A Programmer’s Guide to Data Mining

Before you is a tool for learning basic data mining techniques. Most data mining textbooks focus on providing a theoretical foundation for data mining, and as result, may seem notoriously difficult to understand. Don’t get me wrong, the information in those books is extremely important. However, if you are a programmer interested in learning a bit about data mining you might be interested in a beginner’s hands-on guide as a first step.

That’s what this book provides. This guide follows a learn-by-doing approach. Instead of passively reading the book, I encourage you to work through the exercises and experiment with the Python code I provide. I hope you will be actively involved in trying out and programming data mining techniques.

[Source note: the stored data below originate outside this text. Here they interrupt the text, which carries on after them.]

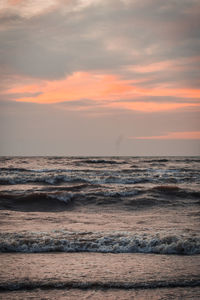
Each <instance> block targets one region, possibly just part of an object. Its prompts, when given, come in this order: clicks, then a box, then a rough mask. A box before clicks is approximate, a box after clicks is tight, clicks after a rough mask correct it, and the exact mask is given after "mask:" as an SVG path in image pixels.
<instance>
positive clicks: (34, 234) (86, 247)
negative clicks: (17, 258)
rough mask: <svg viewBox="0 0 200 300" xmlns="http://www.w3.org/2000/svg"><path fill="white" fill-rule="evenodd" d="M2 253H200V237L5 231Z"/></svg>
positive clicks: (196, 236)
mask: <svg viewBox="0 0 200 300" xmlns="http://www.w3.org/2000/svg"><path fill="white" fill-rule="evenodd" d="M0 252H23V253H41V252H99V253H154V254H176V255H194V254H200V237H198V236H189V235H161V234H159V233H157V234H155V235H146V234H141V235H139V234H132V233H130V232H120V231H119V232H118V231H112V232H107V233H105V232H69V231H66V230H55V231H51V232H22V233H1V234H0Z"/></svg>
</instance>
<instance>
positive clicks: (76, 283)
mask: <svg viewBox="0 0 200 300" xmlns="http://www.w3.org/2000/svg"><path fill="white" fill-rule="evenodd" d="M197 286H200V280H199V279H195V278H192V279H189V280H188V279H184V278H183V279H179V280H173V281H172V280H171V281H170V280H169V281H162V280H160V281H153V280H152V281H150V282H127V283H126V282H120V281H117V282H115V281H110V282H109V281H108V282H101V281H86V282H76V281H56V280H54V281H50V282H45V281H41V280H40V281H33V282H30V281H28V280H25V281H17V282H15V281H14V282H8V283H6V284H5V283H4V284H1V283H0V291H2V292H3V291H14V290H34V289H38V288H39V289H43V290H44V289H66V288H69V289H70V288H76V289H81V290H85V289H111V288H112V289H123V290H126V289H157V288H178V287H197Z"/></svg>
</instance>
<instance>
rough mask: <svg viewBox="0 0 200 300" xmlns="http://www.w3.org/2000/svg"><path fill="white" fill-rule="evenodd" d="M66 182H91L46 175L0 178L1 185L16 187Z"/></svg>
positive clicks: (62, 182)
mask: <svg viewBox="0 0 200 300" xmlns="http://www.w3.org/2000/svg"><path fill="white" fill-rule="evenodd" d="M64 182H71V183H75V182H79V183H84V182H89V180H86V179H84V178H81V177H76V176H67V175H62V174H58V175H50V176H48V175H44V176H37V175H36V176H29V177H28V176H26V177H25V176H6V177H3V176H2V177H0V185H15V184H26V183H39V184H50V185H55V184H60V183H64Z"/></svg>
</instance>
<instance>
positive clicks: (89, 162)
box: [78, 159, 127, 165]
mask: <svg viewBox="0 0 200 300" xmlns="http://www.w3.org/2000/svg"><path fill="white" fill-rule="evenodd" d="M78 162H79V163H86V164H109V165H114V164H115V165H119V164H120V165H121V164H126V163H127V162H126V161H121V160H120V161H118V160H107V159H83V160H80V161H78Z"/></svg>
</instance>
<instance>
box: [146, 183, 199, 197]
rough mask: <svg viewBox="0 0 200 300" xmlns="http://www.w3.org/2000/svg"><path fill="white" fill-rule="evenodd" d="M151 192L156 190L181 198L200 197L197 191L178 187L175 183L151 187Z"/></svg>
mask: <svg viewBox="0 0 200 300" xmlns="http://www.w3.org/2000/svg"><path fill="white" fill-rule="evenodd" d="M152 191H153V192H157V193H160V194H164V195H169V196H172V195H173V196H179V197H181V198H187V197H192V198H200V192H199V191H193V190H191V189H184V188H180V187H178V186H176V185H158V186H155V187H153V188H152Z"/></svg>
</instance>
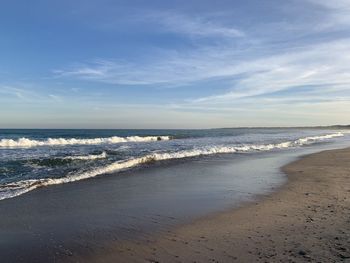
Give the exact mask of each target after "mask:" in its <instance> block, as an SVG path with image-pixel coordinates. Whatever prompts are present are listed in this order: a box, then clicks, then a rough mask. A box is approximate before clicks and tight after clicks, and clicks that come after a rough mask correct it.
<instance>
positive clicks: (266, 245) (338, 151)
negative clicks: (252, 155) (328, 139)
mask: <svg viewBox="0 0 350 263" xmlns="http://www.w3.org/2000/svg"><path fill="white" fill-rule="evenodd" d="M283 171H284V172H286V173H287V175H288V179H289V181H288V183H287V184H286V185H284V186H283V187H282V188H281V189H280V191H278V192H276V193H274V194H272V195H270V196H267V197H264V198H262V199H261V200H260V201H258V202H256V203H252V204H249V205H246V206H244V207H242V208H239V209H235V210H233V211H229V212H225V213H219V214H216V215H212V216H209V217H207V218H203V219H200V220H197V221H195V222H193V223H191V224H188V225H184V226H181V227H178V228H176V229H173V230H171V231H169V232H167V233H161V234H160V235H157V236H153V237H149V239H147V240H146V241H141V242H136V241H130V242H116V243H114V244H112V245H111V246H110V248H107V249H106V248H104V249H103V250H101V251H100V252H101V253H99V251H95V252H96V253H94V255H88V258H76V260H79V261H84V262H308V261H309V262H342V261H345V262H350V149H343V150H331V151H324V152H321V153H317V154H312V155H309V156H306V157H304V158H302V159H300V160H298V161H296V162H293V163H291V164H288V165H287V166H285V167H283ZM170 209H171V208H170Z"/></svg>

The textbook is laid out as a series of small steps that build on each other until, by the time you complete the book, you have laid the foundation for understanding data mining techniques.

You might think that systems like Pandora, Amazon’s recommendations, and automatic data mining for terrorists, must be very complex and the math behind the algorithms must be extremely complex requiring a PhD to understand. You might think the people who work on developing these systems are like rocket scientists. One goal I have for this book is to pull back this curtain of complexity and show some of the rudimentary methods involved.

Granted there are super-smart people at Google, the National Security Agency and elsewhere developing amazingly complex algorithms, but for the most part data mining relies on easy-to-understand principles. Before you start the book you might think data mining is pretty amazing stuff. By the end of the book, I hope you will be able to say nothing special.